Monday, 18 February 2013
Zadie Smith on allowing characters to exist imperfectly
"It’s something that’s important to me, in fiction: imperfect knowledge. That’s the reality of most people’s lives—mine too. It seems to me that we often commit ourselves wholly to something while knowing almost nothing concrete about it. Another word for that, I suppose, is “faith.” I fully believe in global warming, for example—but what do I really understand of the science? Very little. If I tried to explain it to someone who had just landed from another planet I would only talk a lot of ill-informed nonsense at them—an approximation of the truth, a sliver of what I’ve gleaned from the articles I’ve read and half-comprehended. The thing that can be challenging in fiction is allowing people to exist imperfectly. There is perhaps an added pressure if the author belongs to a group that feels itself burdened by what I want to call the responsibilities of representation. But if I believed that every time I wrote a Nigerian character that he carried the heavy burden of representing “The Nigerian People” in their entirety, well, I would find it hard to write a word.
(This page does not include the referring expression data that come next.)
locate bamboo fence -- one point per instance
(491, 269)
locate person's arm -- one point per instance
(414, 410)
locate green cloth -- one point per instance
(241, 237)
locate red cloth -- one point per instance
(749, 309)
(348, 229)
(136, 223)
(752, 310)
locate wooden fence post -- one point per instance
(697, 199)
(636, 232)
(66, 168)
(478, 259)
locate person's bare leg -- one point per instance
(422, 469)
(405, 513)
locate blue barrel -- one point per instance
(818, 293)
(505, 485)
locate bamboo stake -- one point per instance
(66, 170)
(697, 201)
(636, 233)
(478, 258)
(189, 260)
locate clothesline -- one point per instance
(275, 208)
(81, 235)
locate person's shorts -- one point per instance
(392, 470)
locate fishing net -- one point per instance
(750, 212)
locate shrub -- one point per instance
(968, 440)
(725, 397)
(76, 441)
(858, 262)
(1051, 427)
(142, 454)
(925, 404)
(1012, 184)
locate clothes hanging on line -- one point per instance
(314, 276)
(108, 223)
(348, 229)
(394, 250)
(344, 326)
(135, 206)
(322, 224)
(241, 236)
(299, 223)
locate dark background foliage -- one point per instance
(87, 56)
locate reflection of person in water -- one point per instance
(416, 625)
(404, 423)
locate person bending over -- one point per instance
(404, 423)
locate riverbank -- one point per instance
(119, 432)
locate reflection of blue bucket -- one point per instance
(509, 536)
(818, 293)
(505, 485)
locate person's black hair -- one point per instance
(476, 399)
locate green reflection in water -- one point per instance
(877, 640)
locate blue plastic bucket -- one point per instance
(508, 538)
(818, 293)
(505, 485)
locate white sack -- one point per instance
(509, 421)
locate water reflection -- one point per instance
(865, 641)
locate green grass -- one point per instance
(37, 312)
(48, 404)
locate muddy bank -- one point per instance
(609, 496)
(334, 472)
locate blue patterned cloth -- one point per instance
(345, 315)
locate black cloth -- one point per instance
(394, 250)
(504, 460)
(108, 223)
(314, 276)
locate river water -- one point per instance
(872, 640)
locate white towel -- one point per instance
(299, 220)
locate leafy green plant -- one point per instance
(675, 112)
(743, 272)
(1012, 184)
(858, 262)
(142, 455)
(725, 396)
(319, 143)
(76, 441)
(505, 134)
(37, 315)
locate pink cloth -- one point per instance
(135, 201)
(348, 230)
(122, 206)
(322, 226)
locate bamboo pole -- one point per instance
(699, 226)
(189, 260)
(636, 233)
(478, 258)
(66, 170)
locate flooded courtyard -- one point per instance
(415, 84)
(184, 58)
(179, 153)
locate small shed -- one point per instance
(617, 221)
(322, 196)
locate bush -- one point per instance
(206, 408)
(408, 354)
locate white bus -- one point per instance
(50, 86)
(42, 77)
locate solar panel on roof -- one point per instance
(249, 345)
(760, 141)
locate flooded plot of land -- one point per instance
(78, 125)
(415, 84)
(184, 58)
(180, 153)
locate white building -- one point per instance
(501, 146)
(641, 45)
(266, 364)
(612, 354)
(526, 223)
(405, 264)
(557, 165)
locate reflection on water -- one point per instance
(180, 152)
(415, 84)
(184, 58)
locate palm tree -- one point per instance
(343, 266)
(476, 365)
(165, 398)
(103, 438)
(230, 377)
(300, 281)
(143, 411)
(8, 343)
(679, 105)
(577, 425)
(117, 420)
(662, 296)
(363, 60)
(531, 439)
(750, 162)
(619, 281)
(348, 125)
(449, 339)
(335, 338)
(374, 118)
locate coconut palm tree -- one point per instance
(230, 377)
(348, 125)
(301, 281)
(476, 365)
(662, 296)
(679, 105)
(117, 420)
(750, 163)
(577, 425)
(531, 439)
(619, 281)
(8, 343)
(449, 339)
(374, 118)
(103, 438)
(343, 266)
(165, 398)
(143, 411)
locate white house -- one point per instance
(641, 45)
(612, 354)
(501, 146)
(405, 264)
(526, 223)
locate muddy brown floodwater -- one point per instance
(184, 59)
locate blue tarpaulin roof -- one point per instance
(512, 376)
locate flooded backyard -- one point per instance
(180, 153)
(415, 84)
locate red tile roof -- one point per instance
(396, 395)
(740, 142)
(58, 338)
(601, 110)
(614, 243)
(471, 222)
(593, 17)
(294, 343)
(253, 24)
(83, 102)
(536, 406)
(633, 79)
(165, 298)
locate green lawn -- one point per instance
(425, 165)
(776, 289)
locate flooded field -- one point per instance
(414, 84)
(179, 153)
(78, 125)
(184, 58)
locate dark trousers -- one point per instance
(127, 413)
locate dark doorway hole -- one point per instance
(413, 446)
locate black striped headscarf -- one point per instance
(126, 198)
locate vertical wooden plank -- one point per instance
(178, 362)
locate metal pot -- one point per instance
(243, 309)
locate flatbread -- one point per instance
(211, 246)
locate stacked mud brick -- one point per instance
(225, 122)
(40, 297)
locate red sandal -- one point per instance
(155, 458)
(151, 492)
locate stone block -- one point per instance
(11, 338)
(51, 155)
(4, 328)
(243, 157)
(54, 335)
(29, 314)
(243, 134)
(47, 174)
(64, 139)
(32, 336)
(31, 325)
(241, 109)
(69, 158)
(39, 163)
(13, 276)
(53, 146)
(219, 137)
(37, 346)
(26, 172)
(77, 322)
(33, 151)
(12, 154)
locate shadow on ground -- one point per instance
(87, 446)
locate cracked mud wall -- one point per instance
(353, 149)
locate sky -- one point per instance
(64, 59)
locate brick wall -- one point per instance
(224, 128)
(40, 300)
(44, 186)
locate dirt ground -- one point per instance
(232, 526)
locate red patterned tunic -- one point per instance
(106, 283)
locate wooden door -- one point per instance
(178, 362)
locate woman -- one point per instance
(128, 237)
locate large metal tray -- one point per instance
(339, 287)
I’m sure there are readers who read in that way, but I can’t—won’t—write for them. I want to write without shame or pride or over-compensation in one direction or another. To write freely."
"We’re all capable of that kind of thoughtlessness; it’s how we live. It’s what makes the life we live possible. In the end, empathy is a very limited emotion. Here in the West we romanticize its power—especially in literature!—but the truth is empathy gets turned on and off as needs be. My own feeling is you need to legislate for it, to encourage people into its practice—to enforce it, if need be. Perhaps all those Wall Street bankers were perfectly nice people, too, who didn’t mean to hurt us as they did, but we shouldn’t rely on the vagaries of human personalities. Desperation, weakness, vulnerability—these things will always be exploited. You need to protect the weak, ring-fence them, with something far stronger than empathy."